September 13, 2011 – Mainframes are getting a boost in use from specialty engines plus social and mobile functionality, though concerns about legacy system dependence and a lack of skilled workers persist, according to a new vendor survey.  

BMC Software on Tuesday released “2011 Annual Mainframe Research Results,” its yearly summary of the mainframe marketplace. The survey consisted of 1,347 respondents, primarily technical professionals and managers, with 67 percent of those located in North America. About half were large enterprises with $1 billion in annual revenues, and the main industries covered were finances, insurance, government and technology.

The top function for mainframes remains the same: to reduce the cost of IT. However, attitudes and interest in secondary uses shifted in 2011, as millions of instructions per second, or MIPS utilization and reduction as well as increased data availability rose past business alignment, according to the survey.

Nearly three-fourths of respondents noted that use of mobile BI and tablets was shifting their connectivity with mainframe data, and more than 60 percent registered mainframe use for collaboration and social tools like blogging, according to results.

“You’re going to see more mobile app development for the mainframe, and it’s very suitable for that. The mainframe is plugged in and very much part of that hybrid environment, and it’s easier to use the mainframe on the back end and create a space for it … for social and mobile,” says Robin Reddick, BMC mainframe director of marketing.

Larger enterprises are finding slow, consistent growth in MIPs and specialty information engines, though SMBs are more often getting away from mainframes for those tasks, says Bill Miller, president of mainframe service management for BMC.

The skill set of mainframe workers is a slowly growing issue, with 32 percent of those in the survey “very concerned” about their staffing and capabilities with mainframe technology, nearly the same as last year but with a 9 percent increase from 2008. Internal training remains the primary source of preparing these workers, though Miller says the pool of good mainframe IT employees is too shallow for the vast marketplace.

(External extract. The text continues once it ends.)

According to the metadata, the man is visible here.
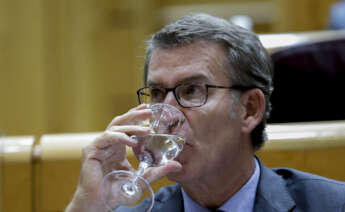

Many other responses in the survey are consistent with answers and trends BMC has received in six years since compiling mainframe trends and analysis. Sixty-three percent of respondents stated that their mainframes will continue to grow and attract new workloads, a 6 percent increase from 2010. Down 5 percent from last year, 32 percent of respondents in 2011 stated that mainframes will continue to be viable though tied to legacy systems.